I believe that at the moment this particular vulnerability cannot be repeated with the new version of the Tor browser, where this vulnerability has been eliminated. However, vulnerabilities in programs are constantly being found, and I do not exclude the possibility of using other vulnerabilities for deanonymization of Tor network users.
Task d: What other pseudonymous/anonymous networks are there? What’s their killer feature? How are they different from TOR?
As stated on the I2P website it is a fully encrypted private network layer that has been developed with privacy and security by design in order to provide protection for activity, location and identity. I2P uses encryption to form various properties of the tunnels used and the messages supported over them. I2P tunnels use NTCP2 and SSU transports. The network is made up of peers (“routers”) and unidirectional inbound and outbound virtual tunnels. The software provides a router that connects to the network. Routers communicate with each other using protocols built on existing transport mechanisms (TCP, UDP, etc), passing messages. I2P provides its own unique DNS. The I2P network is almost completely decentralized, with the exception of the so-called Reseed servers, through which you first join the network.

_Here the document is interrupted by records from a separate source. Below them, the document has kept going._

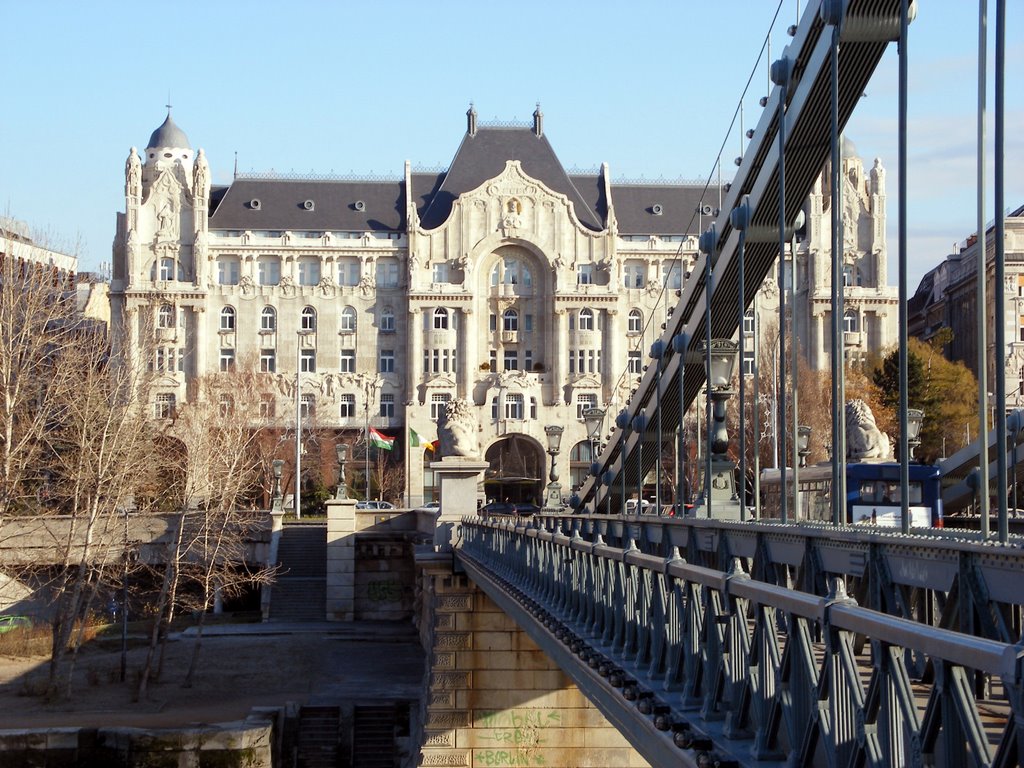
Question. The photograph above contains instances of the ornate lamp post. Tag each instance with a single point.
(342, 450)
(553, 496)
(803, 443)
(914, 417)
(720, 484)
(276, 501)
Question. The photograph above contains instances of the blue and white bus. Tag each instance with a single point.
(872, 494)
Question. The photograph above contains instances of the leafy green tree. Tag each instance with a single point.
(946, 391)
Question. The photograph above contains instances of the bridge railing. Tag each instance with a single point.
(756, 672)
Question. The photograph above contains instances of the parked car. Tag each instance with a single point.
(374, 505)
(9, 623)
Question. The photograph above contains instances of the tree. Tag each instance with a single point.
(946, 391)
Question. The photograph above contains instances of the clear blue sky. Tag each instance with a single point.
(648, 87)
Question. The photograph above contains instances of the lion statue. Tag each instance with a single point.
(863, 438)
(457, 431)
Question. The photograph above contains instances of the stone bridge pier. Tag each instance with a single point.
(493, 697)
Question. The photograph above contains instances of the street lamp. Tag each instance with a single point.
(720, 483)
(803, 443)
(342, 450)
(914, 417)
(594, 419)
(276, 502)
(553, 500)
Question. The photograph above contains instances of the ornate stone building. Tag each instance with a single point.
(528, 291)
(531, 292)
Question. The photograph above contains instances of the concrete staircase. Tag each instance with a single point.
(300, 592)
(318, 740)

Comparisons of I2P and Tor can be found on the project’s website. Here are some advantages of I2P:
- Hidden services are much faster than in Tor
- Fully distributed and self organizing
- Peers are selected by continuously profiling and ranking performance, rather than trusting claimed capacity
- Peer-to-peer friendly
- Packet switched instead of circuit switched
- Both TCP and UDP transports
- Java, not C
Freenet is a peer-to-peer network designed for decentralized distributed storage of data without the possibility of censorship, created to provide users with electronic freedom of speech by making it impossible to delete or block files.

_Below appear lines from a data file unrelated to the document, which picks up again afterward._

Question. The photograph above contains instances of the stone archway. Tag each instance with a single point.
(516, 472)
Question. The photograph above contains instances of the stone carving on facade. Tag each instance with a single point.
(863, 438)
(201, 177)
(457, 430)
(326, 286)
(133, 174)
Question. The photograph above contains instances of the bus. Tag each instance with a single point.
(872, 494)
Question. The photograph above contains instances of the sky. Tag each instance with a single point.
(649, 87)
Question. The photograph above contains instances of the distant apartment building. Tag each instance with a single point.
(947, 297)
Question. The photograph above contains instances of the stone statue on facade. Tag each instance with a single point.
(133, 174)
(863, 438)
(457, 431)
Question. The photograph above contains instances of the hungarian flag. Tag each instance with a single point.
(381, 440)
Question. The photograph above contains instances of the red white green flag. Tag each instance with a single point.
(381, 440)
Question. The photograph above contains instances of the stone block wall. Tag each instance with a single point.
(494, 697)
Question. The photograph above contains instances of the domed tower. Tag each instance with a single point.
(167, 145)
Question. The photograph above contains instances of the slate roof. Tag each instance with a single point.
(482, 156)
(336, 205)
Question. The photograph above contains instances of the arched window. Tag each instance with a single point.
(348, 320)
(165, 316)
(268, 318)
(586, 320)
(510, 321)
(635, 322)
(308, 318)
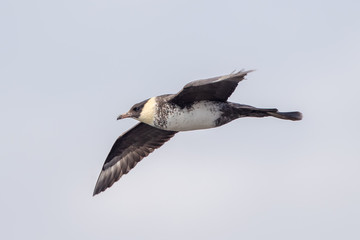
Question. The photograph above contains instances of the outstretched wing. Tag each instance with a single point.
(214, 89)
(128, 150)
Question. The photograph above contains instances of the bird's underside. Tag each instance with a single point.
(200, 104)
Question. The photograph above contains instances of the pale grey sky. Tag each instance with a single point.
(68, 68)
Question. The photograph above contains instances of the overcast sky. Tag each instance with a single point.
(68, 68)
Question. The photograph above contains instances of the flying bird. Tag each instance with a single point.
(200, 104)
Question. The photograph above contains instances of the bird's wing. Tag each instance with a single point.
(214, 89)
(128, 150)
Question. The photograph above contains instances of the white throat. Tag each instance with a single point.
(148, 112)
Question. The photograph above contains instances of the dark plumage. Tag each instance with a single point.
(199, 105)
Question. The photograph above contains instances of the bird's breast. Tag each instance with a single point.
(199, 115)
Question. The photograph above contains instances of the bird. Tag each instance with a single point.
(200, 104)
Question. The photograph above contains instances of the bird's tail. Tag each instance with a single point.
(294, 116)
(249, 111)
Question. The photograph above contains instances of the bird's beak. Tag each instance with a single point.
(125, 115)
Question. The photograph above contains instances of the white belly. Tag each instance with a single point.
(201, 115)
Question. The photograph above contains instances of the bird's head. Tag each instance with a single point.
(142, 111)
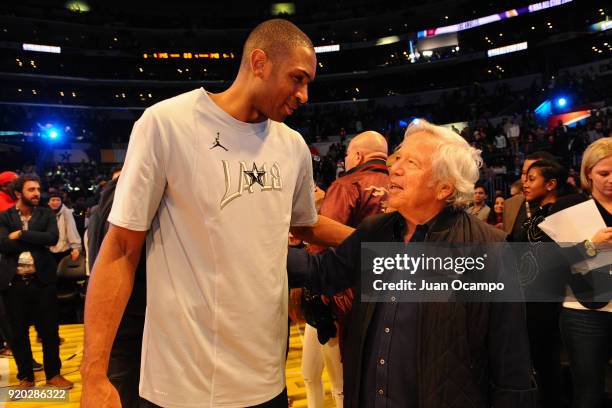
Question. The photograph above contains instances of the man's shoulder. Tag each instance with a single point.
(44, 212)
(174, 107)
(290, 134)
(379, 221)
(482, 231)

Freenet can be thought of as a large storage device. When you save a file in it, you get a key that you can use to retrieve the file. When you insert a key into Freenet, it will return the corresponding file (if it is on the system). Storage space is shared among all connected nodes in Freenet.
Freenet is a peer-to-peer network that is decentralized and anonymous. The nodes you connect to know only their nearest neighbors and do not know how the network as a whole works.
Task e: In your own words, how does anonymity work in TOR? (e.g. how does it use: public keys, encryption, what algorithms?)
Communication between relays in circuit occurs using AES, asymmetric key cryptography. The key is agreed using Diffie-Hellman. The user encrypts Internet traffic using the keys received from all relays in the circuit. It turns out an onion from layers of encryption, where each layer can only open the next relay in the circuit. Upon receiving the message, the relay decrypts its layer and forwards the message to the next relay. Thus, the request reaches the existential encrypted. The information is encrypted back by each relay and the user receives back the onion, which he encrypts.
Private and public keys, asymmetric encryption are used to publish hidden services. You can read more about it here.
Task f: What kind of the threat models could TOR fit?
There is an attack in which the attacker tries to control both ends of the chain, called the Sylbil Attack. Named after the main character in Flora Rheta Schreiber’s book Sybil. Sybil attacks are not theoretical. In 2014 researchers at Carnegie Mellon University appeared to successfully carry out a Sybil Attack against the real-life Tor network.
Jansen and others. described an attack in which they DDOS out of the nodes. By degrading the network (removing exit nodes), the attacker increases the chance of getting an exit node.
Some applications, under Tor, reveal your true IP address. One such application is BitTorrent.
Usually, most Tor users get caught in crimes because of insufficient OpSec, and not because of security problems with Tor.